3. The attempt at a solution
I substituted the above series into the DE, adjusted the series so they all had t$$^{n}$$, and took out terms so that they all had the same starting index. By grouping the terms and the series, I got:

(2$$c_{2}$$ + $$c_{1}$$ + 2$$c_{0}$$) + $$\sum^{\infty}_{n=1}t^{n}[ (n+2)(n+1)c_{n+2} + (n+1)^{2}c_{n+1} + 2c_{n}]$$ = 0

Setting the terms and series equal to zero and finding several constants:

$$2c_{2}$$ + $$c_{1}$$ + $$2c_{0}$$ = 0

$$(n+2)(n+1)c_{n+2}$$ + $$c_{n+1}$$(n+1)$$^{2}$$ + $$2c_{n}$$] = 0

$$c_{0}$$ = -(2c_{2}[/tex]+$$c_{1}$$)/2

$$c_{1}$$ = -2($$c_{0}$$+$$c_{2}$$)

$$c_{2}$$ = -($$c_{1}$$+$$2c_{0}$$)

$$c_{3}$$ = $$(2/3)c_{0}$$

$$c_{4}$$ = $$(c1-4c0)/(3\cdot4)$$

$$c_{5}$$ = $$-(c1+5c0)/(3\cdot5)$$

$$c_{6}$$ = $$(9c1+46c0)/(2\cdot3\cdot5\cdot6)$$

I don't understand how find the solution for the initial values.
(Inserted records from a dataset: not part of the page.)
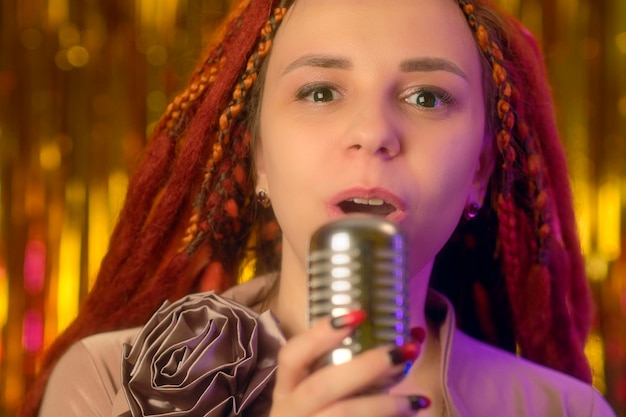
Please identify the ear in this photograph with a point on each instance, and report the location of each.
(483, 172)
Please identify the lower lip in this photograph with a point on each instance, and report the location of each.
(335, 212)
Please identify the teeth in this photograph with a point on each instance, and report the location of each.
(369, 202)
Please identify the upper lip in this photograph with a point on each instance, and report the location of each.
(375, 197)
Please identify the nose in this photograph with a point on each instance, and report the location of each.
(376, 131)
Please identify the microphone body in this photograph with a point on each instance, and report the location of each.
(360, 263)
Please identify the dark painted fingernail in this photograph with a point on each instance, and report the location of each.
(418, 402)
(418, 334)
(405, 353)
(351, 319)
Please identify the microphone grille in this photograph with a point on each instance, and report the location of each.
(360, 263)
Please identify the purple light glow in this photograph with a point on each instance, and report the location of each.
(32, 331)
(34, 266)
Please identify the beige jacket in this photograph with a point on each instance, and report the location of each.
(478, 380)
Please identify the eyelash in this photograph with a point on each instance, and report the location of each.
(306, 91)
(441, 96)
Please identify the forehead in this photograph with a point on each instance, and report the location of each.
(377, 30)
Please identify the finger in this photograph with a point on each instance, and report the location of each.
(377, 405)
(371, 370)
(296, 358)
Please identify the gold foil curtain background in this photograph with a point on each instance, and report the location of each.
(83, 82)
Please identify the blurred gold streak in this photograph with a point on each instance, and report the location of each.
(98, 229)
(58, 12)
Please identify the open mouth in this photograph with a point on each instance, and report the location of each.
(372, 206)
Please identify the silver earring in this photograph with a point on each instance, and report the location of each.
(471, 211)
(263, 199)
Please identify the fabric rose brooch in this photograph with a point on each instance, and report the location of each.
(203, 355)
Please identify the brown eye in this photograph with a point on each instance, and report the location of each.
(323, 95)
(426, 99)
(317, 94)
(429, 99)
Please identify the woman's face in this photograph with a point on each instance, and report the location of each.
(373, 107)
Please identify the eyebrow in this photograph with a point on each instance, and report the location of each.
(425, 64)
(319, 61)
(430, 64)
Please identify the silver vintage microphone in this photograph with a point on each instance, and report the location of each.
(360, 263)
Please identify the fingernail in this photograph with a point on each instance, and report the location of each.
(418, 402)
(351, 319)
(418, 334)
(405, 353)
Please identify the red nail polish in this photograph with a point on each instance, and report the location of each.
(405, 353)
(418, 334)
(418, 402)
(351, 319)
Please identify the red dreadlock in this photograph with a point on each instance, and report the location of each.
(538, 278)
(537, 243)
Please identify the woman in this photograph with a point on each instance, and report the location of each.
(432, 114)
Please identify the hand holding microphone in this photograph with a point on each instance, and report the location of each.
(358, 315)
(360, 264)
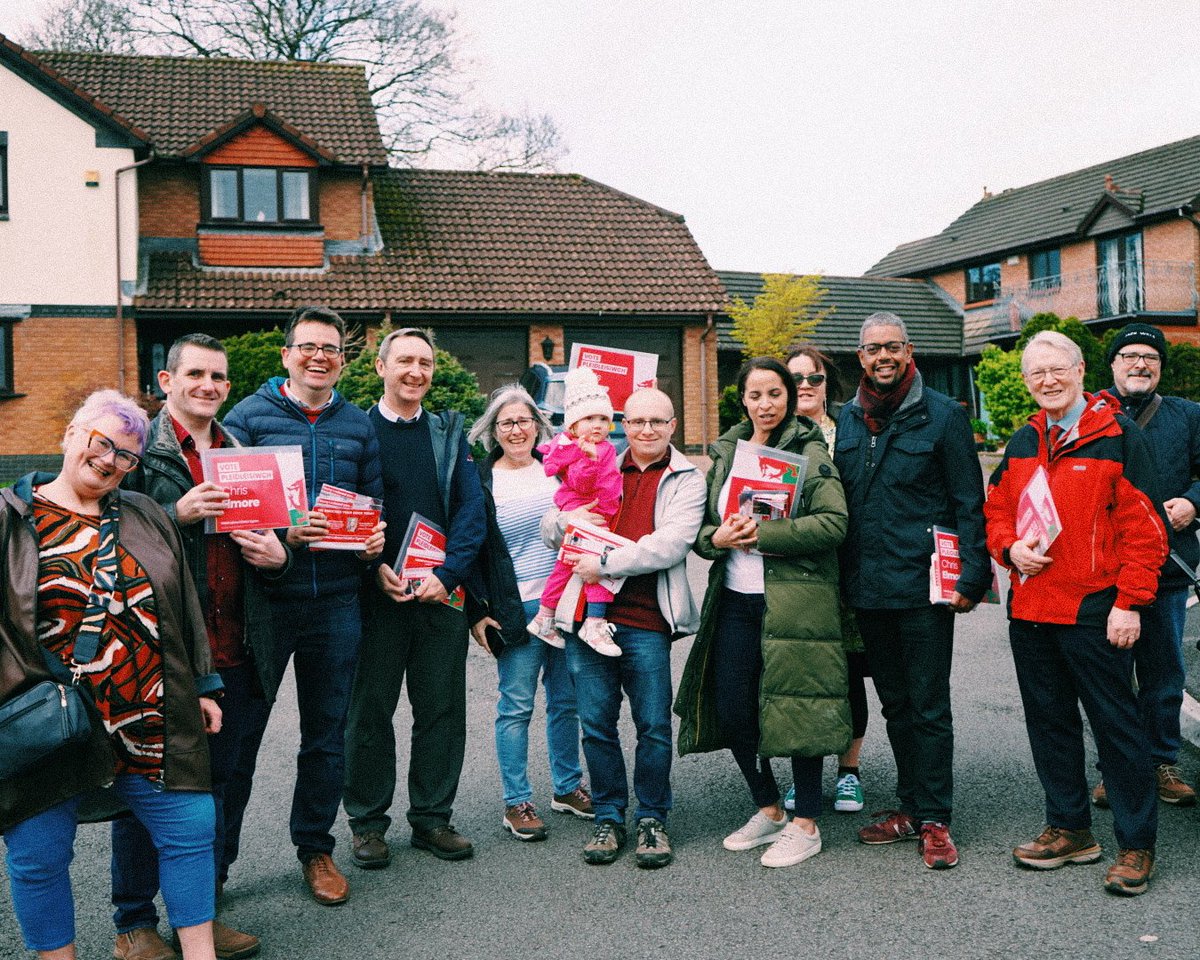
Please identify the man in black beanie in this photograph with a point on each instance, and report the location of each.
(1171, 426)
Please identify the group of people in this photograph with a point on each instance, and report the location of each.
(180, 637)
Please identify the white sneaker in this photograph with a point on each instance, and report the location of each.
(757, 831)
(545, 630)
(792, 846)
(597, 633)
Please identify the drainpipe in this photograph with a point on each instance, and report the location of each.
(363, 201)
(120, 297)
(703, 384)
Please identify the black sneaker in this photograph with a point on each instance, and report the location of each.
(606, 841)
(653, 844)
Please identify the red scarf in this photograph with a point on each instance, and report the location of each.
(879, 406)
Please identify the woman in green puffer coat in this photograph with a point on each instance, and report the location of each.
(767, 673)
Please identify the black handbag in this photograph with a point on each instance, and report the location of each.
(35, 724)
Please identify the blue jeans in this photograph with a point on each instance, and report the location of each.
(910, 653)
(135, 858)
(643, 672)
(40, 851)
(519, 669)
(1158, 664)
(1060, 666)
(322, 639)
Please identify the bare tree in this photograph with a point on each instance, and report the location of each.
(94, 27)
(412, 53)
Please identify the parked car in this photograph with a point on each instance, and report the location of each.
(545, 384)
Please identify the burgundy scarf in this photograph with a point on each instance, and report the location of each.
(877, 406)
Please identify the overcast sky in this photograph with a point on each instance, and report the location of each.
(808, 136)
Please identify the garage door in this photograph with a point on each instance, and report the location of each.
(665, 341)
(495, 354)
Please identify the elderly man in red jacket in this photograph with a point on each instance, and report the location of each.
(1074, 609)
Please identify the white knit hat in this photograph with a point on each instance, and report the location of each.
(583, 396)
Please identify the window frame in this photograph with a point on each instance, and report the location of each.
(207, 217)
(975, 287)
(1045, 281)
(4, 175)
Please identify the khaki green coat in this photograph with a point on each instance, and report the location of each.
(802, 697)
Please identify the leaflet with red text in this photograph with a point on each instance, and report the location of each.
(265, 487)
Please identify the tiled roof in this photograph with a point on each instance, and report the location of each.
(469, 241)
(1055, 210)
(934, 322)
(180, 100)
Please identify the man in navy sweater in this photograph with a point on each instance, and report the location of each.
(413, 633)
(316, 605)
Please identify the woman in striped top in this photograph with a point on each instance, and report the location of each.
(515, 564)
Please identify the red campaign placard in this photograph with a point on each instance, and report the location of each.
(265, 487)
(621, 371)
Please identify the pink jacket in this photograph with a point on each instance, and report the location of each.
(582, 478)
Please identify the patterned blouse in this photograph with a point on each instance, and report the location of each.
(126, 675)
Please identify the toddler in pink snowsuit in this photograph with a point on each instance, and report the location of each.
(586, 463)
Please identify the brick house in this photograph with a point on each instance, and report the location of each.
(247, 189)
(1114, 243)
(934, 322)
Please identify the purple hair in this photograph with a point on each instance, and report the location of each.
(113, 403)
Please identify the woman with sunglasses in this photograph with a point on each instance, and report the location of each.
(819, 387)
(767, 675)
(95, 591)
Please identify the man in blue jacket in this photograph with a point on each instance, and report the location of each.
(411, 630)
(316, 605)
(906, 457)
(1171, 425)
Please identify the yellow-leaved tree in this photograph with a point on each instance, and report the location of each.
(785, 313)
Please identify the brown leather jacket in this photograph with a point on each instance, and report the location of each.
(148, 533)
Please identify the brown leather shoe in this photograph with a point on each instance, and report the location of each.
(1131, 874)
(1057, 847)
(142, 943)
(325, 881)
(1171, 787)
(233, 945)
(444, 843)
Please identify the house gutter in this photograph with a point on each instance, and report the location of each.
(703, 383)
(120, 297)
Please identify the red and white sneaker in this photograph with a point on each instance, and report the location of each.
(936, 847)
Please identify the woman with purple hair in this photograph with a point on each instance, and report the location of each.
(95, 592)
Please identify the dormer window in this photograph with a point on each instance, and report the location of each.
(259, 196)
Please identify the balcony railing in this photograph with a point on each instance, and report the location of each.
(1152, 287)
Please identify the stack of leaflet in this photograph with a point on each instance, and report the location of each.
(352, 517)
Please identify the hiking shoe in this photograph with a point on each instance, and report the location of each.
(607, 839)
(849, 795)
(597, 633)
(935, 846)
(1131, 874)
(523, 823)
(1171, 787)
(370, 850)
(576, 803)
(1057, 847)
(755, 832)
(892, 826)
(792, 845)
(653, 844)
(545, 630)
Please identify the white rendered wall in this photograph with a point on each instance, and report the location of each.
(58, 245)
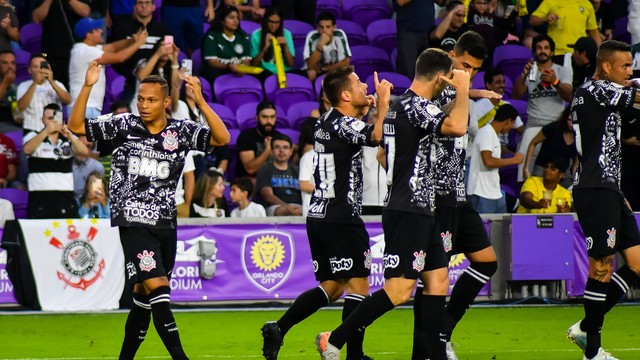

I can't determine a pattern for the constants for $$c_{n}$$. Are you supposed to group these constants: y = $$c_{0}$$[ 1 + x + ...] + $$c_{1}$$[ 1 + x +...] to get the solution, and if so how do we find the constants for the initial values? Any help will be greatly appreciated.

2. Oct 27, 2009

### Staff: Mentor

Your initial conditions y(1) = 2 and y'(1) = 4 are all in terms of x. Your power series is in terms of t = x - 1, so x = 1 corresponds to t = 0. Does that help?